For whatever reason, the decision to implement a proper web application monitoring is usually an afterthought. It’s possibly because the entire development of the application is lead by a development team, not always very interested in the operational aspect of the application.
As a result of great development efforts and marketing, an application might take off and attract new customers quickly and gain in popularity. The demands on the application may change dynamically as new features are brought in and as updated versions occur on a weekly, if not daily, basis. Everyone is happy with the growth and the development team is recognized for its efforts.
Then comes the day that customers call in because the application is not responding quickly as it did four weeks ago, with some basic functionality hangs at mid-session, or even worse.. That’s when the system administrator gets a call and it’s panic. The blaming game starts… and he will sifting through the logs trying to get a clue of what happened.
Web application monitoring at Syloé
We believe in preventative measures and implementing web application monitoring as the applications are being rolled out. We develop application performance tests with our customer to identify problems in the various steps of an application request: authentication (basic or token-based), simple front-end query, simple back-end query, complex query, logout. For all these various stages we record response times/codes and present them in a graph. Based on customer-designated targets (or performance test results) we configure alerts when response times are not as expected : when certain steps could not be performed in time or we receive an error code from the application (50x, 40x etc).

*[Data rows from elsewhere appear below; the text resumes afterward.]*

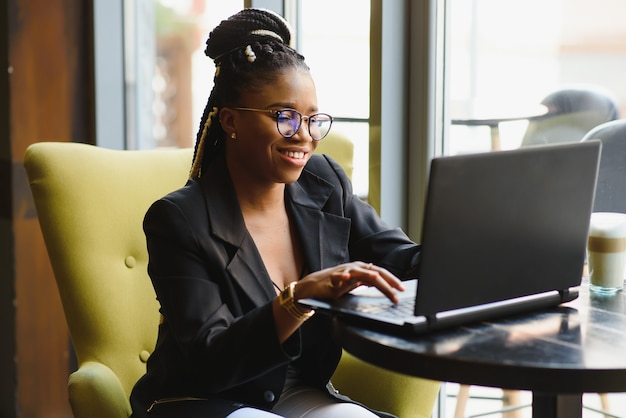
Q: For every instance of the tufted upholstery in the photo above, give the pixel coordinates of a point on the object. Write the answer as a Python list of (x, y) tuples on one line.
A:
[(91, 202)]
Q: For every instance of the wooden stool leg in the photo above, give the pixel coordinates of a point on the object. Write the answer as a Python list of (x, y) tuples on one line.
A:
[(461, 401), (512, 397), (604, 401)]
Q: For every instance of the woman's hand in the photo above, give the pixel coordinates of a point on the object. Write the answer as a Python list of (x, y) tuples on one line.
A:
[(334, 282)]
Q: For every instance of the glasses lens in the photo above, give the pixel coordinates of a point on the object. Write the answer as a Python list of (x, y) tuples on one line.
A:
[(288, 122), (319, 125)]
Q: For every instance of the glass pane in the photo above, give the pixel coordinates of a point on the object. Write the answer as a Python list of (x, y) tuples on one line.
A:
[(183, 75), (506, 58), (338, 55)]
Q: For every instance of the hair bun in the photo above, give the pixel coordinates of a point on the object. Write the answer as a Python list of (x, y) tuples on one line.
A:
[(246, 26)]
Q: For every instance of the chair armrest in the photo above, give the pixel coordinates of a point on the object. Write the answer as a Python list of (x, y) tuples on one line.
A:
[(383, 390), (96, 392)]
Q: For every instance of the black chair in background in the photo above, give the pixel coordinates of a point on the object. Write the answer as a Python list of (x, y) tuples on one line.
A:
[(611, 185), (571, 114)]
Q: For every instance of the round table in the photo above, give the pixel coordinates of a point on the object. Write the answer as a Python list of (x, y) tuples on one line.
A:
[(558, 354)]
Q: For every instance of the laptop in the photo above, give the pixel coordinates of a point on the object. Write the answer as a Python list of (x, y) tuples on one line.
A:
[(504, 233)]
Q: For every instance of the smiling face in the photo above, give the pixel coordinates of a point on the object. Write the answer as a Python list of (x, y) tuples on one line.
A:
[(260, 154)]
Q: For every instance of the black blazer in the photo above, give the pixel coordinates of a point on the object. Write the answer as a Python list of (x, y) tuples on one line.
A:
[(217, 339)]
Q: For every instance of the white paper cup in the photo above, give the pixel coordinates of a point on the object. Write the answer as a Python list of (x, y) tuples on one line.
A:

In addition to this, we will monitor the uptime of the service against an SLA target ( % availability <x> nines). We even graph out the application version such that we can see how an application develops in time and how changes in response times line up against version changes. With these screens, our customers are able to understand how their applications are performing. The alerts and graphs help us prevent major problems by early identification of problem areas, allowing us to scale resources as needed and determine whether a version update has unexpectedly introduced a slowdown in performance.